# Suggestions for Training Camp Location near Blue Ridge Parkway



## the_gormandizer (May 12, 2006)

Every year, our New England-based team holds a training camp in early April. Typically we stay in Bedford, VA. However, there is not a large range of accommodations there. Typically, there are 12-16 of us, and we rent two houses for a week.

One idea I had was Wintergreen, which has a ski resort, so there are lots of rentals close by one another. Does this sound like a good location? If not, any other suggestions?


----------



## hfc (Jan 24, 2003)

First time I've been to this forum in a while; just saw this. Do you plan on riding out the front door or taking the bikes up to the parkway?

Wintergreen is a good location but to ride back there, you do a steep descent off the parkway and then brutal climb back up to the resort. OTOH, good dining and some good breweries close by. Google Wintergreen Hill Climb. Charlottesville has plenty of lodging, although somewhat expensive, but apres ride entertainment is good. Lexington is a nice option, about the same distance as Bedford from the parkway but Hwy 60 is a little dicier traffic wise to ride on as compared to Hwy 43 from Bedford. 

I live in Lynchburg, used to live in Charlottesville, so PM me if you need any more detailed info on specific locations.


----------



## the_gormandizer (May 12, 2006)

Thanks for the info. We always ride from the front door. The ride back to Wintergreen is a concern. Who wants to do it after riding 80 miles every day? The business of Charlottesville and Lexington would almost rule those out. They trade off traffic for better amenities, I guess. The appeal of Wintergreen was plentiful accommodation, yet still not overly busy. But in view of the climb to the resort, I guess we'll have to stick with Bedford unless we come up with a better idea.


----------



## wim (Feb 28, 2005)

Check out the Staunton-Stuarts Draft, VA area. These localities are in the Shenandoah Valley, which is wide enough there to allow for many miles of relatively flat riding. But Staunton and Stuarts Draft are also close to some serious hills if you want to throw some climbing into the regimen.

Close to I-64 and I-81, the area would offer many more lodging opportunities than Bedford, VA, which is sort of in the middle of nowhere.
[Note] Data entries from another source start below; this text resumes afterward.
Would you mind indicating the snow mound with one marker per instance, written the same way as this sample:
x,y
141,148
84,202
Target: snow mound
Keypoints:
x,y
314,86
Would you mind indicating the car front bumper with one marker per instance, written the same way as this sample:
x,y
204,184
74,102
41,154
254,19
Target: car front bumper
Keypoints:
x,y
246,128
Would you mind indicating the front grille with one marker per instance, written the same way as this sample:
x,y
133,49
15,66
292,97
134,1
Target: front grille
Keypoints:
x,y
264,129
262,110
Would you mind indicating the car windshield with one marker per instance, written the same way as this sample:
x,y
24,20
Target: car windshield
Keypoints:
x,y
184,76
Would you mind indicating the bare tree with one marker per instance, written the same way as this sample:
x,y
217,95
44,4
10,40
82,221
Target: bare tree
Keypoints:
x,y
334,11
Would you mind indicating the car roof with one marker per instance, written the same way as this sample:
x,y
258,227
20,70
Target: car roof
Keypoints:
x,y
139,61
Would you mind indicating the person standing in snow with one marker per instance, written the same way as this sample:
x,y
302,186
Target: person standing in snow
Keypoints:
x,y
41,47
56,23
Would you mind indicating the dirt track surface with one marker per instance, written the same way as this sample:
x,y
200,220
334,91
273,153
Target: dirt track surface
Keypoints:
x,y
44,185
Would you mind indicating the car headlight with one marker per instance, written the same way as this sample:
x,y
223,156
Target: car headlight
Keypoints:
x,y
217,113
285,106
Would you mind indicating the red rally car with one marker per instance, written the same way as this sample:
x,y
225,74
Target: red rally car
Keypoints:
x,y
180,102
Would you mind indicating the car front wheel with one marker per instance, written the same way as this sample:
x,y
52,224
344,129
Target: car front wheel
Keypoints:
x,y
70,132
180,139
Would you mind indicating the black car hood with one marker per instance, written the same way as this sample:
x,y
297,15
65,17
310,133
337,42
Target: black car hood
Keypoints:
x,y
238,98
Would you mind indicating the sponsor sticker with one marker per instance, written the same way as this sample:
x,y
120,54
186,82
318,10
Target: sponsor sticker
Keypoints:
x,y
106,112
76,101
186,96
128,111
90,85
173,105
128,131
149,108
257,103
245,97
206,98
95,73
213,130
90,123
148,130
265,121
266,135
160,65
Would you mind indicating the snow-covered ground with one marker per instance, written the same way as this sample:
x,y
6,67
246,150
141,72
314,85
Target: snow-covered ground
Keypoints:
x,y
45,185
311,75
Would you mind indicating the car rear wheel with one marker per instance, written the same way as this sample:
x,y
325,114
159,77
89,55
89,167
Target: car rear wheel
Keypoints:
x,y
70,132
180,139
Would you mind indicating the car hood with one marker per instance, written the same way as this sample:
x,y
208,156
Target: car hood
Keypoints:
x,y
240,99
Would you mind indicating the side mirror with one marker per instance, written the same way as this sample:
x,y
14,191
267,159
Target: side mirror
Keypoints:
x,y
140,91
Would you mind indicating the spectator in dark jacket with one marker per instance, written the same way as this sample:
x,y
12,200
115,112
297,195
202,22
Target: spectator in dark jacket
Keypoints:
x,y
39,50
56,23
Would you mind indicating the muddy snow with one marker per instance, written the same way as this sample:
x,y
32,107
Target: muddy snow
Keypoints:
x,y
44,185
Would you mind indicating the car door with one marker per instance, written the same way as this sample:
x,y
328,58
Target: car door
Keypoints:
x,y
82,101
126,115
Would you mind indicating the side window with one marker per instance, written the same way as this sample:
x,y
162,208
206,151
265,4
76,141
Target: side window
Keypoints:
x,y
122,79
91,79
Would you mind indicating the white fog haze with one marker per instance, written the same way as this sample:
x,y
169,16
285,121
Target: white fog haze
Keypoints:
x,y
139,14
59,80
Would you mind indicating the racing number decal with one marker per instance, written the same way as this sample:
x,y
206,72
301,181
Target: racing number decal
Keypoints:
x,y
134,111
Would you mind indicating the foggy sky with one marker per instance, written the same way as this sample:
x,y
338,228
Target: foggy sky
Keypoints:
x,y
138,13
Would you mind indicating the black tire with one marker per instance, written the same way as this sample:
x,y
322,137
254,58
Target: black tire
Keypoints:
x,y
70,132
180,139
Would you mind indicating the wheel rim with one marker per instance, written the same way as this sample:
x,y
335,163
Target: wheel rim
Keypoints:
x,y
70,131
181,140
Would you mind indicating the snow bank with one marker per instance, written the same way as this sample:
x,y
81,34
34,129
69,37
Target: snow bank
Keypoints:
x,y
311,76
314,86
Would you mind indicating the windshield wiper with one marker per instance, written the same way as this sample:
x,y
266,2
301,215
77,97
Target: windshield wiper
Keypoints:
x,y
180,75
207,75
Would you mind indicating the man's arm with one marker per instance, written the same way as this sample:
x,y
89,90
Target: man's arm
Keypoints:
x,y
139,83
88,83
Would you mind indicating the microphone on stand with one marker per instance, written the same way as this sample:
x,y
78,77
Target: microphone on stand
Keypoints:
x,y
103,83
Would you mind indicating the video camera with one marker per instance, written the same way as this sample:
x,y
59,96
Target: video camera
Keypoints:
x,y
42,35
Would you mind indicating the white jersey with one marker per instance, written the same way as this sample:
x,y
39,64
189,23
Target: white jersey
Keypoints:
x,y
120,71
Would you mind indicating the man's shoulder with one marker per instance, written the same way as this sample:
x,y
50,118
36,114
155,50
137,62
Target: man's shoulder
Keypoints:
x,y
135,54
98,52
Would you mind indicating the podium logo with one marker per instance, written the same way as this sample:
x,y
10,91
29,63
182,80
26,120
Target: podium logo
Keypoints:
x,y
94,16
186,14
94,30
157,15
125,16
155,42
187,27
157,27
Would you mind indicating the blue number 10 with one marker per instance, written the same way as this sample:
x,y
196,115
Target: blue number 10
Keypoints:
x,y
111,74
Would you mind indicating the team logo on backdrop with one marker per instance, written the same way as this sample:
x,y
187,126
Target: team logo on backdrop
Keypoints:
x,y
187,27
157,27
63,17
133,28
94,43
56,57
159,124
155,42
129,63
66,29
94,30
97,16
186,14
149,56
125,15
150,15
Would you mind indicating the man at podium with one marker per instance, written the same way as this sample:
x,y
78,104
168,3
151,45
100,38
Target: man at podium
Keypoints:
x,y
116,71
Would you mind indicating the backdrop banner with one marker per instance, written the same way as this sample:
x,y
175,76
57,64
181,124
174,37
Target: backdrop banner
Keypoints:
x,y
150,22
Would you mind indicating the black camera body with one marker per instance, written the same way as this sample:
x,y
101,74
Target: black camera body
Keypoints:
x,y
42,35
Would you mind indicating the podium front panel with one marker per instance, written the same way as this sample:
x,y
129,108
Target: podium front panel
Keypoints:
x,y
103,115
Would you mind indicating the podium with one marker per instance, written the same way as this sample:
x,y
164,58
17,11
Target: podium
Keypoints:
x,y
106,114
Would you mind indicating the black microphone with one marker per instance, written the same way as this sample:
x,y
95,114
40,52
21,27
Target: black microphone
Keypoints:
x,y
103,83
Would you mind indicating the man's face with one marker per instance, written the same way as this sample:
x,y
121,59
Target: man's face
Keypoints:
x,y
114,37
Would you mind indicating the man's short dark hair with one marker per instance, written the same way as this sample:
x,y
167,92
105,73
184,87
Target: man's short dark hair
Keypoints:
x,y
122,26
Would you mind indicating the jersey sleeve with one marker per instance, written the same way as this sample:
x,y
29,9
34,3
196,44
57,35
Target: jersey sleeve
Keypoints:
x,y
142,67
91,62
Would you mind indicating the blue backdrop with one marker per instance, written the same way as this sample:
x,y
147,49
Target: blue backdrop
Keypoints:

And Staunton (pronounced STAN-ton, not STON-ton, BTW) is a very pleasant small town with things to do.


----------



## Gregory Taylor (Mar 29, 2002)

Luray Virginia, in the Page County. Lots of options.


----------



## Bianchi67 (Oct 16, 2005)

My team has stayed at Massanutten resort near Harrisonburg va about 15 from skyline drive. You can ride up to drive and back easily. They have double units that handle 8 people (4 separate beds each unit). We would get two doubles next to each other to handle about 16. It would also be close to NE.


----------